Mayor Bill de Blasio announced Tuesday that New York City will start creating its own coronavirus testing kits.

Beginning in early May, New York City-based manufacturers, laboratories and 3-D printers will produce 50,000 coronavirus test kits a week.

“We said, well if people can make them around the world, why not us?” said Mayor Bill de Blasio during his daily coronavirus briefing. The city recently received news that components to 50,000 test kits would be donated to New York City from Aria Diagnostics in Carmel, Indiana.

During his April 14 briefing, the mayor said that an additional 50,000 test kits per week will be sent from Aria to New York city every week, beginning April 20, bringing the total number of available tests in the city to 400,000 a month.
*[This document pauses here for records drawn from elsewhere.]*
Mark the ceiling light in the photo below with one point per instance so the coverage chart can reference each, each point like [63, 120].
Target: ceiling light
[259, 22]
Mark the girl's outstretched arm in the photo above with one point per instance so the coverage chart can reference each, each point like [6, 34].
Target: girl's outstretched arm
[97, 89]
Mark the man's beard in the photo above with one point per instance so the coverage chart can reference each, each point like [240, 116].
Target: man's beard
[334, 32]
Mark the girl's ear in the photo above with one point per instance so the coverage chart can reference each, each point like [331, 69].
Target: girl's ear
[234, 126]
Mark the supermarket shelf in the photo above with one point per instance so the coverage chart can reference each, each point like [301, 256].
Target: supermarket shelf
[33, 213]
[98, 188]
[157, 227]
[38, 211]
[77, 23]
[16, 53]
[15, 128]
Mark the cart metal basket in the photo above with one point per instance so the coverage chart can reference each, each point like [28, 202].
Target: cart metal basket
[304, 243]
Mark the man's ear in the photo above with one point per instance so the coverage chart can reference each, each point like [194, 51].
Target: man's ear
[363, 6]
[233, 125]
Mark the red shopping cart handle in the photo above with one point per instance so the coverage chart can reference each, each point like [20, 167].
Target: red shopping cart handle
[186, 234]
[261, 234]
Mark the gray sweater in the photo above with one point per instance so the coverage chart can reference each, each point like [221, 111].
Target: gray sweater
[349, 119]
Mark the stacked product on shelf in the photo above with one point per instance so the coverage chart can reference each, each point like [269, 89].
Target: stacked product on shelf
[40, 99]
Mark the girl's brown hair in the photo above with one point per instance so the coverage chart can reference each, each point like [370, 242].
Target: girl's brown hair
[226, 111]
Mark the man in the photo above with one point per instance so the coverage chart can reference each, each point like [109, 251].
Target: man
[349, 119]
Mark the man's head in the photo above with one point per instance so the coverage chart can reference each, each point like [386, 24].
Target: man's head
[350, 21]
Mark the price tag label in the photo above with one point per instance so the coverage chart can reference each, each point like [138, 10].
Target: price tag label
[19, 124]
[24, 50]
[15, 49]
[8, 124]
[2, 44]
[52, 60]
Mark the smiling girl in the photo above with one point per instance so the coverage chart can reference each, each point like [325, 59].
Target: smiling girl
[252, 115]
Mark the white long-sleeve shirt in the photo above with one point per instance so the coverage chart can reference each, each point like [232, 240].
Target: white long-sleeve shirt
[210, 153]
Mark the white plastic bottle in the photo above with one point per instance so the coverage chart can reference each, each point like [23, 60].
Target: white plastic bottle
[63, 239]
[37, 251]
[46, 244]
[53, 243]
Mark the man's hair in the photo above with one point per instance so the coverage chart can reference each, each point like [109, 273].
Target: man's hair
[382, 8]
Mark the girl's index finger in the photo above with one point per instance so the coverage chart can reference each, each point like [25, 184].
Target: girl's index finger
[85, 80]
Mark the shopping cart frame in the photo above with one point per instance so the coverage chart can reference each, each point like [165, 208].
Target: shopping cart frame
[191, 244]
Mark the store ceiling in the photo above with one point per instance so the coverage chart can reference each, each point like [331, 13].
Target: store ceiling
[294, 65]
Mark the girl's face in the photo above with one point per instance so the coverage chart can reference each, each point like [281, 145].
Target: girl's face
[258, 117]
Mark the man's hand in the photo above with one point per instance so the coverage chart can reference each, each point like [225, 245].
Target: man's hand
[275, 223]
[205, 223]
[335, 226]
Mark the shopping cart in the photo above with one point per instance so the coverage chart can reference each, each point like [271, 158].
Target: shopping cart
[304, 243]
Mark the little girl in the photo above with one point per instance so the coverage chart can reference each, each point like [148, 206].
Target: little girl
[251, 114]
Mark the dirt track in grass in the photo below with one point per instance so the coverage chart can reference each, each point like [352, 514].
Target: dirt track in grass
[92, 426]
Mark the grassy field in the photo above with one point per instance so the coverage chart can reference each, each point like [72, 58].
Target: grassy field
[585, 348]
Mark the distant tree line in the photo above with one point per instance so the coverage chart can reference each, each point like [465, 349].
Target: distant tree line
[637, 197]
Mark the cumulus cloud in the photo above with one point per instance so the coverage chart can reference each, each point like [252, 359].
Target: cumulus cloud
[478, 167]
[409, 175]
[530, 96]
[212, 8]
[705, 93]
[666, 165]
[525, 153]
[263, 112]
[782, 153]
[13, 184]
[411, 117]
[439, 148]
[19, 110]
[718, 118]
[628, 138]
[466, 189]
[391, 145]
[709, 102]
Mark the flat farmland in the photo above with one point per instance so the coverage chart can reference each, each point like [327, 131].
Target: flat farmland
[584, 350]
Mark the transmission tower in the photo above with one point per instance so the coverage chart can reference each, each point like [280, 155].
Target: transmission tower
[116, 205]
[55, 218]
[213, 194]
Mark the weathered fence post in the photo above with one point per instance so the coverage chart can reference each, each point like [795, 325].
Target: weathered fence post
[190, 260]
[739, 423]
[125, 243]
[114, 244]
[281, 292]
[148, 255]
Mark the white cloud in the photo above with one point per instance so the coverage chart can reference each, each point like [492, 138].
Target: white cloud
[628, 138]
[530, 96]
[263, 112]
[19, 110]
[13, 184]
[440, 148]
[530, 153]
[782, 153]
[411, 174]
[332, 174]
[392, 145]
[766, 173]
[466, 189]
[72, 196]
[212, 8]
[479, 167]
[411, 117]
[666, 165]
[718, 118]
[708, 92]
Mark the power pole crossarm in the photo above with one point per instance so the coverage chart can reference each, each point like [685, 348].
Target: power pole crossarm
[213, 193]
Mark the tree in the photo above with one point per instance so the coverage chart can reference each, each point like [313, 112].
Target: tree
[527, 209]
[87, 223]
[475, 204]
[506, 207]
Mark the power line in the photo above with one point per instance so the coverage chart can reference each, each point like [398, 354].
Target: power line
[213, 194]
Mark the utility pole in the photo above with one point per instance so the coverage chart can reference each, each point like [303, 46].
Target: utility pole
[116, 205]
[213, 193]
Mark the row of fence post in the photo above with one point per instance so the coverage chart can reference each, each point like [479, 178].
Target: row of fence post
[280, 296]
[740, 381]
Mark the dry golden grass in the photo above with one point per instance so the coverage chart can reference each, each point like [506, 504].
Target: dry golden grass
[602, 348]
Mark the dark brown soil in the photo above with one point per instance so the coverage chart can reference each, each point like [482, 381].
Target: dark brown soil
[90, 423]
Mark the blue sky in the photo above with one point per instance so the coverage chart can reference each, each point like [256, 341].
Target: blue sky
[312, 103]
Recently, the mayor touted progress on the battle against the novel coronavirus as the number of cases continues to fall. The Department of Health and Mental Hygiene reported that there are 106,813 cases of the novel coronavirus in the city as of 9:30 a.m. April 14.

In order to ensure that the number of cases continues to decline, de Blasio emphasized the importance of testing in order to appropriately quarantine people.

The mayor emphasized that although the soon to be available tests were good news, the city would not “let its foot off the gas.” New York City would keep social distancing and shelter in place strategies active in order push the number of new novel coronavirus patients further down.

As capacity in city hospitals opens up medical personnel will be freed to help more with testing New Yorkers, de Blasio added.